RedPhone and TextSecure are primarily aimed at companies, especially those that want to relay sensitive data to workers on their cell phones. Attacks on phones are getting a lot easier, says Marlinspike. Whereas it used to cost $750,000 to mount an attack on a cellular network, researchers have already demonstrated methods using hardware that costs less than $20. "Right now, we are kind of at the point with cellular wireless where we were with [Wi-Fi] 10 years ago," he says.

Some voice Internet systems, such as Skype, already use encryption, but the security of these systems is unproven, and it's unclear to what degree the companies that offer them coöperate with authorities, says Marlinspike. "It is unclear what Skype's encryption is and what they have done," he says. "From limited analysis from a security research perspective, it doesn't look good."
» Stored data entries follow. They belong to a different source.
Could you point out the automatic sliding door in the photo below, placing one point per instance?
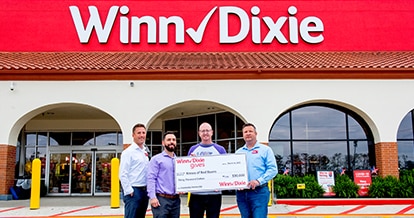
(81, 173)
(103, 172)
(59, 174)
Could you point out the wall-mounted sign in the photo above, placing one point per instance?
(363, 179)
(201, 25)
(327, 180)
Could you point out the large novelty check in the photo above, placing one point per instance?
(209, 173)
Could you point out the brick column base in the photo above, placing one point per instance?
(386, 155)
(7, 168)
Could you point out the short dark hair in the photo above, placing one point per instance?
(138, 125)
(167, 133)
(248, 124)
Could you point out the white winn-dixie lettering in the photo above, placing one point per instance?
(210, 173)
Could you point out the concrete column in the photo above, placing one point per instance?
(7, 168)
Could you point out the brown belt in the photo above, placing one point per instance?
(168, 196)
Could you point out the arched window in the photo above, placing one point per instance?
(405, 140)
(321, 137)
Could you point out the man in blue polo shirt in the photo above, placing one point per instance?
(261, 168)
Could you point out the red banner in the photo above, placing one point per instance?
(269, 26)
(363, 179)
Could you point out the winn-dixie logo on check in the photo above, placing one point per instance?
(207, 173)
(282, 28)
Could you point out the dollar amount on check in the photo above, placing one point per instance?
(209, 173)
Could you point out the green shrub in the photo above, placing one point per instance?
(384, 187)
(285, 186)
(344, 187)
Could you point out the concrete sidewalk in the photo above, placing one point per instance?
(100, 207)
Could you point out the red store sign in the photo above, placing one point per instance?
(61, 25)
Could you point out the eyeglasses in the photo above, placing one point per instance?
(205, 130)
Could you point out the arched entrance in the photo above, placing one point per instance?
(75, 144)
(321, 136)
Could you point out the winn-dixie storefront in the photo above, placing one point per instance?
(329, 84)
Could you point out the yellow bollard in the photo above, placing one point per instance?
(35, 186)
(115, 198)
(270, 185)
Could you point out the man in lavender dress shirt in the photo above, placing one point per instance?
(164, 201)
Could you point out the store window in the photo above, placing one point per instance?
(226, 126)
(321, 137)
(36, 146)
(405, 141)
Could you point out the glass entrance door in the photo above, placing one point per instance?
(102, 177)
(82, 172)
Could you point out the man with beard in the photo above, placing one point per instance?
(164, 201)
(206, 201)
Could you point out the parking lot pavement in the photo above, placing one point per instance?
(90, 207)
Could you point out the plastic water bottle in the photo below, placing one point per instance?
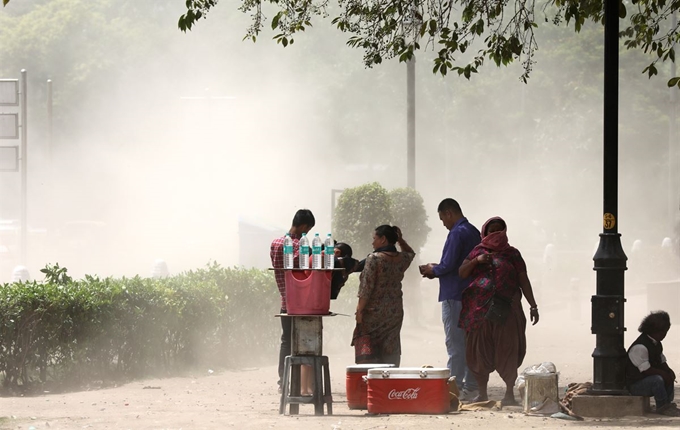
(316, 252)
(329, 252)
(287, 252)
(304, 252)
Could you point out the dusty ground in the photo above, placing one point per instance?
(247, 398)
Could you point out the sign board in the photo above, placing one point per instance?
(9, 158)
(9, 92)
(9, 126)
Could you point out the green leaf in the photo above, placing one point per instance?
(275, 20)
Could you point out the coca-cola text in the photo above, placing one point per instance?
(407, 394)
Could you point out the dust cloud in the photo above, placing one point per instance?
(163, 157)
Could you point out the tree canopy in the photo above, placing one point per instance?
(500, 31)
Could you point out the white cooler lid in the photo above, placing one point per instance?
(410, 373)
(363, 368)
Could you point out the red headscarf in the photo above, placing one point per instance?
(496, 241)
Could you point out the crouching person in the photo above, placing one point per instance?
(647, 373)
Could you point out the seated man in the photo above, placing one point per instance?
(647, 373)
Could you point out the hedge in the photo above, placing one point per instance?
(74, 332)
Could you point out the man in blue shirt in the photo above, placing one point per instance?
(462, 237)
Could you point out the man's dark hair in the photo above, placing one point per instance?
(449, 205)
(655, 322)
(304, 217)
(388, 232)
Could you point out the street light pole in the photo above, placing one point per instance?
(411, 122)
(24, 166)
(609, 356)
(672, 117)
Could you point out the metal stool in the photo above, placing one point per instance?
(290, 386)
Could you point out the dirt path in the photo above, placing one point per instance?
(247, 398)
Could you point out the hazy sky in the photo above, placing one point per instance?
(170, 150)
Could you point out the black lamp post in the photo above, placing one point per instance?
(609, 356)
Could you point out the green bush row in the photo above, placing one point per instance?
(78, 331)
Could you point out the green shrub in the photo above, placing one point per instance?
(102, 329)
(359, 211)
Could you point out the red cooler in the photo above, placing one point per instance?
(308, 292)
(408, 390)
(356, 384)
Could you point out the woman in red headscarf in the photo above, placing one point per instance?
(495, 268)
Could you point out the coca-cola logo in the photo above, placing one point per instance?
(407, 394)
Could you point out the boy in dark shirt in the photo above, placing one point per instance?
(343, 259)
(647, 372)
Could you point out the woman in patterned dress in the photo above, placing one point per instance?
(495, 266)
(380, 311)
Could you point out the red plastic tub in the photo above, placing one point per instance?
(355, 384)
(308, 292)
(408, 390)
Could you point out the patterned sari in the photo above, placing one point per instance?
(384, 312)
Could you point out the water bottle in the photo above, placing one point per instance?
(304, 252)
(287, 252)
(316, 252)
(329, 252)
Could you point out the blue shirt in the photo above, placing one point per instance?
(462, 238)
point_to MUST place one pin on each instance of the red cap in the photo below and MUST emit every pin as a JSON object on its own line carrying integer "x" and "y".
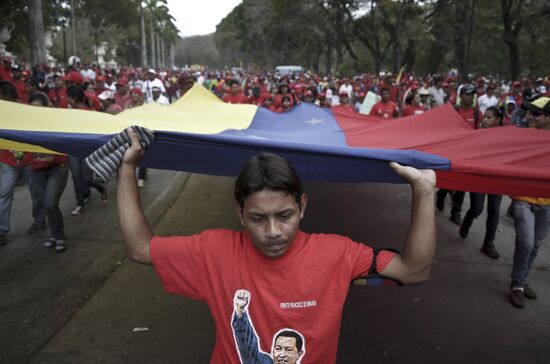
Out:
{"x": 74, "y": 76}
{"x": 123, "y": 81}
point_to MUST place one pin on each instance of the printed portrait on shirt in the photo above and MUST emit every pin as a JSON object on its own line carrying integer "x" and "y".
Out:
{"x": 288, "y": 345}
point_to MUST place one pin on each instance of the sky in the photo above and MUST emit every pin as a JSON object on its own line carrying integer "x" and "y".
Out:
{"x": 199, "y": 17}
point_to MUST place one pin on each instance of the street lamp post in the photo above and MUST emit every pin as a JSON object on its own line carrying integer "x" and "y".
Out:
{"x": 64, "y": 42}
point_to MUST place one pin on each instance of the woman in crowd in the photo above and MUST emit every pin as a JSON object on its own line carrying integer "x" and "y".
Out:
{"x": 492, "y": 118}
{"x": 413, "y": 104}
{"x": 50, "y": 173}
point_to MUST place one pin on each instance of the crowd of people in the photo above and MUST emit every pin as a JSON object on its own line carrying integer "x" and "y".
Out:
{"x": 483, "y": 102}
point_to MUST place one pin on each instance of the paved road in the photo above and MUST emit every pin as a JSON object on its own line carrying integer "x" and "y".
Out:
{"x": 82, "y": 306}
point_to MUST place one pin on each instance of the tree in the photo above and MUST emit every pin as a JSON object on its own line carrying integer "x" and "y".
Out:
{"x": 513, "y": 24}
{"x": 38, "y": 40}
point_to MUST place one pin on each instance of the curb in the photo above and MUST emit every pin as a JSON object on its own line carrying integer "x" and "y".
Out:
{"x": 166, "y": 198}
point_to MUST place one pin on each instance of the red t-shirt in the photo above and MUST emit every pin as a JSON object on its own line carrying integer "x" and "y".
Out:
{"x": 43, "y": 162}
{"x": 469, "y": 115}
{"x": 411, "y": 109}
{"x": 239, "y": 98}
{"x": 14, "y": 158}
{"x": 384, "y": 110}
{"x": 304, "y": 290}
{"x": 58, "y": 97}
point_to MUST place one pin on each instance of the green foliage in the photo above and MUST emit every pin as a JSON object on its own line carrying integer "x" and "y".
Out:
{"x": 96, "y": 21}
{"x": 355, "y": 36}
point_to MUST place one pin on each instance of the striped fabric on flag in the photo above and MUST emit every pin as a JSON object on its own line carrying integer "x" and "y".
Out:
{"x": 106, "y": 160}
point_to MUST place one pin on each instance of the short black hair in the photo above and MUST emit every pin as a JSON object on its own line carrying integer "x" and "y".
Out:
{"x": 294, "y": 334}
{"x": 8, "y": 91}
{"x": 267, "y": 171}
{"x": 76, "y": 92}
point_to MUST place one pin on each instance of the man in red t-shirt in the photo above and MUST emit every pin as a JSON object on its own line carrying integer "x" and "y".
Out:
{"x": 385, "y": 108}
{"x": 244, "y": 275}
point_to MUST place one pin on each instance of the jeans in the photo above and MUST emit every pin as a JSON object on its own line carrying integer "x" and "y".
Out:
{"x": 457, "y": 199}
{"x": 477, "y": 200}
{"x": 82, "y": 176}
{"x": 8, "y": 179}
{"x": 531, "y": 224}
{"x": 50, "y": 184}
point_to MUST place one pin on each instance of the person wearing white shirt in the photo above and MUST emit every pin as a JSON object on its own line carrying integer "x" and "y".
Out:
{"x": 158, "y": 97}
{"x": 148, "y": 85}
{"x": 488, "y": 99}
{"x": 347, "y": 88}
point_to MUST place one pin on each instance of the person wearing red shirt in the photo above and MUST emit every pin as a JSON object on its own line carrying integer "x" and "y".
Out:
{"x": 467, "y": 109}
{"x": 283, "y": 91}
{"x": 248, "y": 271}
{"x": 516, "y": 93}
{"x": 344, "y": 102}
{"x": 256, "y": 97}
{"x": 286, "y": 105}
{"x": 471, "y": 115}
{"x": 122, "y": 94}
{"x": 50, "y": 173}
{"x": 323, "y": 101}
{"x": 235, "y": 96}
{"x": 413, "y": 105}
{"x": 268, "y": 103}
{"x": 384, "y": 108}
{"x": 12, "y": 164}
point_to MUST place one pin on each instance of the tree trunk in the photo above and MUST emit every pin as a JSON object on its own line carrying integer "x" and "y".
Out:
{"x": 153, "y": 58}
{"x": 143, "y": 36}
{"x": 38, "y": 40}
{"x": 514, "y": 60}
{"x": 73, "y": 28}
{"x": 159, "y": 50}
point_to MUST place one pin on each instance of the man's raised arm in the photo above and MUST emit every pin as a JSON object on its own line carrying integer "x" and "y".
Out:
{"x": 134, "y": 227}
{"x": 414, "y": 262}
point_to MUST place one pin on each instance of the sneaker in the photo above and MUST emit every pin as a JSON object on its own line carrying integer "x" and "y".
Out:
{"x": 36, "y": 227}
{"x": 464, "y": 230}
{"x": 455, "y": 217}
{"x": 77, "y": 210}
{"x": 489, "y": 250}
{"x": 516, "y": 298}
{"x": 440, "y": 204}
{"x": 529, "y": 293}
{"x": 104, "y": 196}
{"x": 60, "y": 246}
{"x": 49, "y": 243}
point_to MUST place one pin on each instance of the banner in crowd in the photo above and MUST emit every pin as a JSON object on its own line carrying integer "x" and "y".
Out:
{"x": 199, "y": 133}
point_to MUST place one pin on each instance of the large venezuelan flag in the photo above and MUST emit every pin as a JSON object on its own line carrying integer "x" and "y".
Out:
{"x": 200, "y": 133}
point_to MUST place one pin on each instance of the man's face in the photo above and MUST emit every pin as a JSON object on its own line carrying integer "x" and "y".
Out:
{"x": 467, "y": 99}
{"x": 235, "y": 88}
{"x": 58, "y": 81}
{"x": 285, "y": 350}
{"x": 272, "y": 219}
{"x": 121, "y": 89}
{"x": 538, "y": 120}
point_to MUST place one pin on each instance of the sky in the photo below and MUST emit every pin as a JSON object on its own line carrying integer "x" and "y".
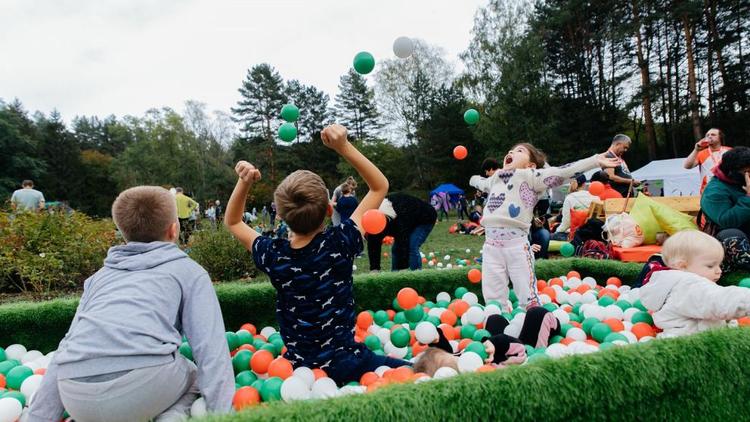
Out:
{"x": 84, "y": 57}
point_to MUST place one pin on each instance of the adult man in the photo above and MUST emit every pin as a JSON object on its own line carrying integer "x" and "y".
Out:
{"x": 185, "y": 207}
{"x": 27, "y": 198}
{"x": 619, "y": 177}
{"x": 707, "y": 155}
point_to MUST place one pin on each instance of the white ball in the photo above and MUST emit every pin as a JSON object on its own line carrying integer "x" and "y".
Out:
{"x": 10, "y": 409}
{"x": 445, "y": 372}
{"x": 294, "y": 388}
{"x": 425, "y": 332}
{"x": 305, "y": 374}
{"x": 267, "y": 331}
{"x": 31, "y": 356}
{"x": 576, "y": 334}
{"x": 15, "y": 351}
{"x": 403, "y": 47}
{"x": 469, "y": 362}
{"x": 324, "y": 388}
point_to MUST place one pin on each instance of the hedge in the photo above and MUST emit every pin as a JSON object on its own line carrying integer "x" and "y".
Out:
{"x": 41, "y": 325}
{"x": 698, "y": 377}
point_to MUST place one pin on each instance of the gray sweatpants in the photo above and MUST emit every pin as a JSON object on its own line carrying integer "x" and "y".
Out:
{"x": 163, "y": 393}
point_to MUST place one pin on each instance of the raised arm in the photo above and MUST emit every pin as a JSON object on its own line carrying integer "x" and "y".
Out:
{"x": 334, "y": 137}
{"x": 248, "y": 174}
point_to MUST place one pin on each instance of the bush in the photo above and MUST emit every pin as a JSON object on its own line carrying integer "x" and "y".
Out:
{"x": 51, "y": 251}
{"x": 220, "y": 254}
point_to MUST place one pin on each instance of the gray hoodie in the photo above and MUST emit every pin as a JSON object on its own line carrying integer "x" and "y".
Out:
{"x": 132, "y": 315}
The RedPhone software is open source, so anyone can audit the code, says Marlinspike. The two-way encryption is based on Zimmerman Realtime Transport Protocol, a proven way of exchanging cryptographic keys in order to establish a secure communication channel.

Working to offer the service to protesters in Egypt has suggested new features, says Anderson. For example, hiding the phone's ability to receive encrypted communications might be necessary. In some countries, "just having an encrypted device or sending encrypted communications is in itself something that can get you in a lot of trouble," Anderson says. "There is a need for a steganographic solution, where you can hide the fact that you are encrypting information in the first place."